Only Good News Friday

Updated: Oct 28

Concluding the week with a smorgasbord of bite sized chunks of good news.

  • This gorgeous image is the overall winner of the 2021 Drone Photography Awards - a flock of thousands of pink-footed geese hovering over snow-covered ground, a moment frozen in time by Norwegian photographer Terje Kolaas. This photo came out on top among the thousands of submissions from 104 countries, according to the festival curators.

  • Though overfishing remains a global problem, a science-driven approach has led to surprisingly sustainable practices in some countries. This includes the U.S. where the effort to fight overfishing has been extremely successful. According to the National Oceanic and Atmospheric Administration, 43 fish stocks have been rebuilt since the year 2000. Now, 84 percent of stocks are no longer overfished. And this good news often has a knock-on effect: a solution in one country or region can often be replicated in another. Step by step. Success breeds success.

  • Last year, Norway made huge progress in its transition away from fossil fuels, as more than 54 percent of all car sales were electric. That number skyrocketed in September, when 9 in 10 cars sold in the Scandinavian country were either electric or rechargeable hybrids, according to the Norwegian Information Council for Road Traffic. The Norwegian Automobile Federation now forecasts that the last internal combustion car will be sold in April next year.

  • The World Health Organisation advises a daily intake of 45mg of vitamin C a day based on a study conducted in 1944 by The Sorby Research Institute. The NHS advises a similar dose of 40mg. The good news is that scientists at the University of Washington have now revisited this 70 year old research and say that the current guidelines for vitamin C intake are not based on maximising overall health, but staving off scurvy! Hardly surprising, therefore, that the new recommendation is to double the original suggestion.

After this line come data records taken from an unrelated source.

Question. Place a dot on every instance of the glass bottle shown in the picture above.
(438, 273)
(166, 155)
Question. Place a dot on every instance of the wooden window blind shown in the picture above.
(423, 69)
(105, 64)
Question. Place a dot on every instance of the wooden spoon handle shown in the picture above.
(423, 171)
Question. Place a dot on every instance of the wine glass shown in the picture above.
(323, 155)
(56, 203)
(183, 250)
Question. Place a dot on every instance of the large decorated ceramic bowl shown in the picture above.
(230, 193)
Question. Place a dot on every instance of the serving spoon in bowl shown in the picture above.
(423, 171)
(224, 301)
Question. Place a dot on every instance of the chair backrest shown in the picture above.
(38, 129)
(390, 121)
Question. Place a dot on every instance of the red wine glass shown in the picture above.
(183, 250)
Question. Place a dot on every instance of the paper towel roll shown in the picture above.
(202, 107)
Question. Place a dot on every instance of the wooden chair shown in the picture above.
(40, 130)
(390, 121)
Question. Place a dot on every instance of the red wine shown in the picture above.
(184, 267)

  • Diamonds are not the planet’s best friend. Their mining requires a tremendous amount of resources, energy, land and pollution. But a diamond is essentially just crystalline carbon. This year, two companies have begun producing diamonds made from carbon captured from the air: Aether in the U.S., and Sky Diamond in the U.K. “Everything we need to create a sky diamond comes from the sky,” says Dale Vince of Sky Diamond. “The carbon is taken from the atmosphere, wind and sun provide all our energy, and the water we use is captured rain. The only thing we put back into the world is cleaner air than we took out.”

  • Happy has been the “client” of the Nonhuman Rights Project since 2018. This July, its founder, Steven Wise, filed a 14,000-word brief with New York’s highest court “demanding the right to bodily liberty of an elephant named Happy held alone in captivity in the Bronx Zoo.” The New York Court of Appeals agreed to consider the arguments. Calling it a “landmark elephant rights case,” the Nonhuman Rights Project says it is “the first time that the highest court of an English-speaking jurisdiction will hear a case that demands that a nonhuman animal be given a legal right.” OGN will keep you posted...

  • By 2025, builders in the UK will be banned from fitting conventional gas boilers in new-build homes, and ministers are reportedly considering outlawing the sale of the devices completely by the mid-2030s.

  • The road to making rail transportation more intelligent is being paved with slow and steady steps. Siemens and German rail operator Deutsche Bahn have revealed the world's first driverless, fully automated train in the city of Hamburg, billed as more punctual and energy-efficient than traditional trains. Without having laid a single kilometer of new track, the train will be able to carry up to 30 percent more passengers, saving more than 30 percent on energy. Note: though several airports around the world have driverless monorail terminal shuttles and Paris has driverless metro trains, this new train is the first fully automated train that can safely run on existing rail infrastructure alongside regular human-driven trains.

  • Cement makers around the world have pledged to cut their greenhouse gas emissions by up to a quarter this decade and reach net zero by 2050, in a move they said would make a major difference to the prospects for the Cop26 climate summit. The industry is responsible for about 7-8 percent of global carbon dioxide emissions, the equivalent of more than any individual country except China and the US.

  • Between the United States and Russia are the Diomede Islands. The two countries divide the islands, with Bio Diomede located in Russia and Little Diomede in America, separated by the International Border and Date Line. Because of this, although the islands are just 2.4 miles apart, there's a 20-hour time difference between them. This unique trait is why Big Diomede is called Tomorrow Island and Little Diomede is called Yesterday Island.

Dive in Deeper

Hummingbirds - live!

The West Texas Feeder Cam is nestled in the mountains outside Fort Davis at an elevation of over 5500 feet. This site hosts a total of 30 hummingbird feeders, and during peak migration can attract hundreds of hummingbirds from a dozen species that are migrating through the arid mountains.